The reference point for Steve [Jobs] was always the large space on the Stanford campus—the Main Quad—which Steve knew intimately. Also, he would reminisce about the time when he was young, and California was still the fruit bowl of the United States. It was still orchards.

We did a continuous series of base planning studies. One idea which came out of it is that you can get high density by building around the perimeter of a site, as in the squares of London. And in the case of a London square, you create a mini-park in the center. So a series of organic segments in the early studies started to form enclosures, all of which were in turn related to the scale of the Stanford campus. These studies finally morphed into a circular building that would enclose the private space in the middle—essentially a park that would replicate the original California landscape, and parts of it would also recapture the orchards of the past.

But when you read Julia Love in Reuters, Apple is driving the detail.

Apple's novel approach to the building took many forms. Architect German de la Torre, who worked on the project, found many of the proportions - such as the curve of a rounded corner - came from Apple's products. The elevator buttons struck some workers as resembling the iPhone's home button; one former manager even likened the toilet's sleek design to the device. But de la Torre ultimately saw that Apple executives were not trying to evoke the iPhone per se, but rather following something akin to the Platonic ideal of form and dimension. ”They have arrived at design principles somehow through many years of experimentation, and they are faithful to those principles," de la Torre said.

I suspect many architects would bristle at the words “designed in collaboration,” but Norman Foster is also obsessed with quality and detail, and in the full Architectural Record interview, he does not use the word collaboration.

In my first post on this building in 2011 I wrote:

Albert Camus said "All great deeds and all great thoughts have a ridiculous beginning. Great works are often born on a street corner or in a restaurant's revolving door".

So what is one to say about Apple's proposed new headquarters, a building with no corners and no streets? That is it anti-urban, anti-social, anti-environmental and probably anti-Apple. And, that it could signal the end of Apple as a creative juggernaut.

A lot of people do feel that Apple has lost its creative mojo; in the Atlantic, Ian Bogost is scathing about this building and current apple products. He has a point; there is nothing in the new Apple macbooks that make me really want to run out and replace my 2012 macbook pro. It has all become incremental rather than revolutionary.

© Apple

But now that the building is finished, I am going to stop complaining about it. There is lots to love in the last paragraph of the press release [though I still have to add snark]

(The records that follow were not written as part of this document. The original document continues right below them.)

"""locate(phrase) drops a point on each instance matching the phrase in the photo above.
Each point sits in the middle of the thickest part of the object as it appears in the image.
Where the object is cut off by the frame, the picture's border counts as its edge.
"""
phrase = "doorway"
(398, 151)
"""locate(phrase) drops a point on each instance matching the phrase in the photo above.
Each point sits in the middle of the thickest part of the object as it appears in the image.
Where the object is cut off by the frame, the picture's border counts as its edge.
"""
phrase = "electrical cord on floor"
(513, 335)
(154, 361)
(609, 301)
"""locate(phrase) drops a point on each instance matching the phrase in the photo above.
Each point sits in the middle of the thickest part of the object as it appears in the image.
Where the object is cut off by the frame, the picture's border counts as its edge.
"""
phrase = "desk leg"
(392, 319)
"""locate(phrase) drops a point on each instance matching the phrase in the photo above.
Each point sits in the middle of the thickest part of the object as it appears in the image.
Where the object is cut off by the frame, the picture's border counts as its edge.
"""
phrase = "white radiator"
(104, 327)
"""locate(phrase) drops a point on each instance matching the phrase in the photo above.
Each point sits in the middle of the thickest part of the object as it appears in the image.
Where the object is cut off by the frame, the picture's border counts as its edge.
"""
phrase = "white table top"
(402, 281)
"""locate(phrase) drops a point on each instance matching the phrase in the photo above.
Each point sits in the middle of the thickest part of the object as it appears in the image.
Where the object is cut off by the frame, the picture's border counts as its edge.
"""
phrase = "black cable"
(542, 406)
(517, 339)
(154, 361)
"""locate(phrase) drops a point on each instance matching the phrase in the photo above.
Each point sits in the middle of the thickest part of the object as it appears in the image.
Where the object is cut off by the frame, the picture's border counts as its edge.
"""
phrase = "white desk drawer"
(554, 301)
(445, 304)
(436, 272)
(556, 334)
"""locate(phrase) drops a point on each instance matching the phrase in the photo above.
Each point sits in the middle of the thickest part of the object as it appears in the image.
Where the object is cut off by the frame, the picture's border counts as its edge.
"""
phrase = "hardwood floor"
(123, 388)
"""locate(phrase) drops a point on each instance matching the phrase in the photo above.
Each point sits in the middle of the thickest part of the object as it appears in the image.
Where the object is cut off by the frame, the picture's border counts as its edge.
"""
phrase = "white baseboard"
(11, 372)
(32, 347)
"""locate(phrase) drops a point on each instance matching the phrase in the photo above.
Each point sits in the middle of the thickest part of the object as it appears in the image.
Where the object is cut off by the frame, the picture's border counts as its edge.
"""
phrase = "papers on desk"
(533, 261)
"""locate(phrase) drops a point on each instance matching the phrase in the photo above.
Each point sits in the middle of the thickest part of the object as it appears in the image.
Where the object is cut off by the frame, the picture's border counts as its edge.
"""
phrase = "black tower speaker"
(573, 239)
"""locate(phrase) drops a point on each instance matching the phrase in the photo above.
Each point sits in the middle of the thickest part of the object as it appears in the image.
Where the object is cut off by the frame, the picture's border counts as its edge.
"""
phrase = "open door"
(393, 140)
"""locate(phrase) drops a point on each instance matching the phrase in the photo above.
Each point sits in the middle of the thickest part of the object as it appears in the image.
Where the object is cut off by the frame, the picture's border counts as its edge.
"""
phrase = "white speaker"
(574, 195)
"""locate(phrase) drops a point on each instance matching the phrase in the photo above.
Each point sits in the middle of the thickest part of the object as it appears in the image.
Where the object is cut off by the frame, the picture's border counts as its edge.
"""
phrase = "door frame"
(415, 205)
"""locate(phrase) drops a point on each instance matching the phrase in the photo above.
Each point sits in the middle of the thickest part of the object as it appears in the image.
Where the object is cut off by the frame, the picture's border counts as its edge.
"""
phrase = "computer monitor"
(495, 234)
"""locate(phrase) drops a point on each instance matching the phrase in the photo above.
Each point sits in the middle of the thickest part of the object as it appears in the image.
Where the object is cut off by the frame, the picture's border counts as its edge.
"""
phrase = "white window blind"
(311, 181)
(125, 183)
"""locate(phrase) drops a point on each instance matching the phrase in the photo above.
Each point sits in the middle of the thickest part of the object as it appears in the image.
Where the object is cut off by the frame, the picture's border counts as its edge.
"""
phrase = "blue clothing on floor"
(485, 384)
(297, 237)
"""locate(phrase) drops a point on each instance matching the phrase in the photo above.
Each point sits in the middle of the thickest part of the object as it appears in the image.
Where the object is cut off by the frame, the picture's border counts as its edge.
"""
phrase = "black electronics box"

Designed in collaboration with Foster + Partners,[did that] Apple Park replaces 5 million-square-feet of asphalt and concrete with [roughly 5,250,000 square feet of asphalt and concrete topped with] grassy fields and over 9,000 native and drought-resistant trees, and is powered by 100 percent renewable energy. With 17 megawatts of rooftop solar, Apple Park will run one of the largest on-site solar energy installations in the world. [that’s up from 8 megawatts originally planned] It is also the site of the world’s largest naturally ventilated building, projected to require no heating or air conditioning for nine months of the year.

Norman Foster is one of the world’s great architects and he has designed a masterpiece here. Let’s leave it at that.